Des facteurs génétiques et familiaux sont souvent décrits, mais aucune certitude quant à leur participation dans la genèse de cette pathologie n’a été établie
ASPECT CLINIQUE
Au départ, la lésion élémentaire apparaît comme une macule de couleur blanche ou jaune de moins d’un cm de diamètre. Progressivement, elle s’agrandit et la lésion de base prend la forme d’un anneau dont le centre devient rouge ou rose foncé du fait d’une disparition des papilles. Les bords de cette formation prennent un aspect blanc jaune, discrètement saillant. Il est possible de noter un second anneau érythémateux.
Progressivement cet anneau de couleur blanche (lorsqu’il a atteint une certaine taille) se brise, et seul un arc de cercle subsiste.
Pour finir, au centre peut apparaître, concomitamment à la disparition des anneaux bordant la lésion, des papilles filiformes plus jeunes de couleur rosée.
Plusieurs éléments d’âge et de taille différents peuvent coexister sur la langue du patient.
Le caractère migrateur des lésions est pathognomonique de la GE.
Des variantes cliniques peuvent exister : formes partielles, unilatérales, formes réduites à une seule lésion.
Des localisations non linguales peuvent être observées : lèvres, plancher lingual, vestibule, joues, gencives (dans ce cas, la lésion prend un aspect d’anneaux blancs sur la muqueuse des lèvres avec une bordure érythémateuse interne). Cependant ces localisations restent rares.

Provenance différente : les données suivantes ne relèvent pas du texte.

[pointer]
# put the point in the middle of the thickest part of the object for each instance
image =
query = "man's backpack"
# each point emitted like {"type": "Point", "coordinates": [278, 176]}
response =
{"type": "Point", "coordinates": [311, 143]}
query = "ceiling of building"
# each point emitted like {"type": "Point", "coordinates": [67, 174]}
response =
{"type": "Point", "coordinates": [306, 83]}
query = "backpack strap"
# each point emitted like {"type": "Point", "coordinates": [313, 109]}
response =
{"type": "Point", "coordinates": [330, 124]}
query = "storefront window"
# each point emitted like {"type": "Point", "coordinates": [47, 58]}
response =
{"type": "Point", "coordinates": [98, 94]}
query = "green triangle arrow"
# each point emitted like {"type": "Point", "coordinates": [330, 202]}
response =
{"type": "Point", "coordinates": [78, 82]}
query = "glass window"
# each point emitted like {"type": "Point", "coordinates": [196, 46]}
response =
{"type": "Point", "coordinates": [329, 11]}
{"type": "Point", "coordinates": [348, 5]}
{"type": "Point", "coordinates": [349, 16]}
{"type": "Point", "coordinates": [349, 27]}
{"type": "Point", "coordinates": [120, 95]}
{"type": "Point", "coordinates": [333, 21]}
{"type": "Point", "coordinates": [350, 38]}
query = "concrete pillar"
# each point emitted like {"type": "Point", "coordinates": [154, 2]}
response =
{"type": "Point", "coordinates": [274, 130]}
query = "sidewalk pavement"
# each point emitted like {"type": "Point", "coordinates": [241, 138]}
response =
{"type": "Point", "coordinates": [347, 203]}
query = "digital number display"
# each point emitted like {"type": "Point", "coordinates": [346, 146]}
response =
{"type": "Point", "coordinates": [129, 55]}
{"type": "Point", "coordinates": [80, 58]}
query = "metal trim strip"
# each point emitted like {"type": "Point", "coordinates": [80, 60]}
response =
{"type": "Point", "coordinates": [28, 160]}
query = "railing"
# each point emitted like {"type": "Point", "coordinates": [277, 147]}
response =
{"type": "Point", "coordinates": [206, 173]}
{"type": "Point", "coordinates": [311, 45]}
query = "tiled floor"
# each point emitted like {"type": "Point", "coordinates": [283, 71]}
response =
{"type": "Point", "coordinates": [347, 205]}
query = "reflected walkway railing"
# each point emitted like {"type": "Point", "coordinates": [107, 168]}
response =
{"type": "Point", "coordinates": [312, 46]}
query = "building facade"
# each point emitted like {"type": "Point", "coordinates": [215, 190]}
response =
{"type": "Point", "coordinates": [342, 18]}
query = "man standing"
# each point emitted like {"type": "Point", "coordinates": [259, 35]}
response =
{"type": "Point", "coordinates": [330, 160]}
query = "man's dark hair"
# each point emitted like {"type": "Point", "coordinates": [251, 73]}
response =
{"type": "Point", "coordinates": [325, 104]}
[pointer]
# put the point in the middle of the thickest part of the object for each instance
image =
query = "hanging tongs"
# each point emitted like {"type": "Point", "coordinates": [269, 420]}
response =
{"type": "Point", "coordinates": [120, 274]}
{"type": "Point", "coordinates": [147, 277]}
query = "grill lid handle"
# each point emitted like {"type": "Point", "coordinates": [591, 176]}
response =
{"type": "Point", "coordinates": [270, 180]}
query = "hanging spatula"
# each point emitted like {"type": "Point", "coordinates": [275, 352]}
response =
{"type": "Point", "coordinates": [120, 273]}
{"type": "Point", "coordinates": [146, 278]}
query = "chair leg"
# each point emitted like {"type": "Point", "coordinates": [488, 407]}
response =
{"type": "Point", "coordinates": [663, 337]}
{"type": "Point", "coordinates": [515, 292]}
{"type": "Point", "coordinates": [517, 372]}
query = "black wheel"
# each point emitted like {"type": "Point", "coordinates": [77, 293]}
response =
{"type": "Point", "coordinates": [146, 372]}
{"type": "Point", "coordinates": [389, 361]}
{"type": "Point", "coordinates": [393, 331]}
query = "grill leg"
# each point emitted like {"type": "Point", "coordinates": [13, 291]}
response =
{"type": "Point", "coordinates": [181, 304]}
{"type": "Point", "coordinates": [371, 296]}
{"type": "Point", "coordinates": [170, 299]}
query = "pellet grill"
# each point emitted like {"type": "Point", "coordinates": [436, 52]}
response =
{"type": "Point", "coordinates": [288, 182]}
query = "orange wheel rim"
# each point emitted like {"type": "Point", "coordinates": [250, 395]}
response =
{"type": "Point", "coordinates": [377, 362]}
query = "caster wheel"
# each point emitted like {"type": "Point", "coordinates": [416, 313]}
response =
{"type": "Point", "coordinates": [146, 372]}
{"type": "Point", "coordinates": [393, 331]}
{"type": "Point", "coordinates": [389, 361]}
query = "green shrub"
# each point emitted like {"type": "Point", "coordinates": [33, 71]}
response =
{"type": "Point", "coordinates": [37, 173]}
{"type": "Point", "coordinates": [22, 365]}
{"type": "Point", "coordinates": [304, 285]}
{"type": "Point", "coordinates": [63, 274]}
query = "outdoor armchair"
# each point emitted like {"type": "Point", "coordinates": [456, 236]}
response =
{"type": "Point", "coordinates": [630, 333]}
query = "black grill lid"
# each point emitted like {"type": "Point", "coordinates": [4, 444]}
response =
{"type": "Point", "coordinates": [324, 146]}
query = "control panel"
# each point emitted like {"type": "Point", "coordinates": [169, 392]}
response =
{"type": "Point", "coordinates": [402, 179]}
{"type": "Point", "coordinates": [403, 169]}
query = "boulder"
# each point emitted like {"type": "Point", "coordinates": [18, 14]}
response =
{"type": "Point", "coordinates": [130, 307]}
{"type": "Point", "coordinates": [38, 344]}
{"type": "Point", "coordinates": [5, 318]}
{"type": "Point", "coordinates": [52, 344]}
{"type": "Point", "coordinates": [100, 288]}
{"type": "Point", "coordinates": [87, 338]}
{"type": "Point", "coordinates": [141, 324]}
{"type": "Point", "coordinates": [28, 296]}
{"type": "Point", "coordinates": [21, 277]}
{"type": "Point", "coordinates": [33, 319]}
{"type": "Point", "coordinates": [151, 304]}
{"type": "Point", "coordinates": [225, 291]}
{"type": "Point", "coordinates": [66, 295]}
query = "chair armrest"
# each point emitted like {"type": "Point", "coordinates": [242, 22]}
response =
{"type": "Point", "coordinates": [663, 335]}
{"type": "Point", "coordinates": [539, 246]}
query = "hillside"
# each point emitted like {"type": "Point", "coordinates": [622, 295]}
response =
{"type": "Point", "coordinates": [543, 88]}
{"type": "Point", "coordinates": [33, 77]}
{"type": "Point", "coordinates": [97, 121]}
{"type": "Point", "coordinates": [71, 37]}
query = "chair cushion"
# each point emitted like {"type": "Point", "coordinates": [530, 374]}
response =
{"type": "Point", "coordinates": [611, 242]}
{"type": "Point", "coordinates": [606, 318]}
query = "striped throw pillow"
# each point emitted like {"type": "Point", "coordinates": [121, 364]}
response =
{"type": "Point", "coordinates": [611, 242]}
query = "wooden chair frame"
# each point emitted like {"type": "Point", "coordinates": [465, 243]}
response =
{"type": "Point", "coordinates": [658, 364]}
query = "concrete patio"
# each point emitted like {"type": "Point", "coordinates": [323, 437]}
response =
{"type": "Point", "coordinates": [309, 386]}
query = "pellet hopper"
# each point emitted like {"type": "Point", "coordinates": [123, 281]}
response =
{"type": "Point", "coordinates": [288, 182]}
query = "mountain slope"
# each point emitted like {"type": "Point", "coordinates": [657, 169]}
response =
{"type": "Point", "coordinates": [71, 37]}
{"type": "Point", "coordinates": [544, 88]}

Souvent la GE est ignorée par les patients qui la découvrent grâce à l’entourage.
Néanmoins, il peut exister (comme pour notre patiente), une sensibilité accrue aux aliments acides ou épicés.
DIAGNOSTIC
Le plus souvent, les caractères cliniques suffisent pour poser le diagnostic. Néanmoins si nous réalisons une biopsie, la GE se caractérise histologiquement par :
– une acanthose avec papillomatose d’aspect psoriasiforme de l’épithélium?;
– un infiltrat inflammatoire chronique?;
– un capillaire vertical dilaté dans l’axe de chaque
papille?;
– une exostose des polynucléaires avec pustule multiloculaire au niveau de la bordure de couleur blanche ?;
– une exfoliation de la pustule multiloculaire qui favorise un amincissement de l’épithélium et provoque une inflammation sous-jacente, est observée au niveau de la zone du deuxième anneau érythémateux.
TRAITEMENT
À titre préventif, il faut conseiller au patient d’éviter les aliments trop épicés, ou acides.
Le traitement curatif reste symptomatique, et il est possible de recourir :
– aux bains de bouche qui associent des antiseptiques, anesthésiques, ou acide acétylsalicylique?;
– aux topiques anesthésiques (notamment la xylocaïne) si le patient présente des sensations de brûlure ;
– aux dérivés de vitamine A (Locacid® 1 %) en application locale (grâce notamment à un coton-tige).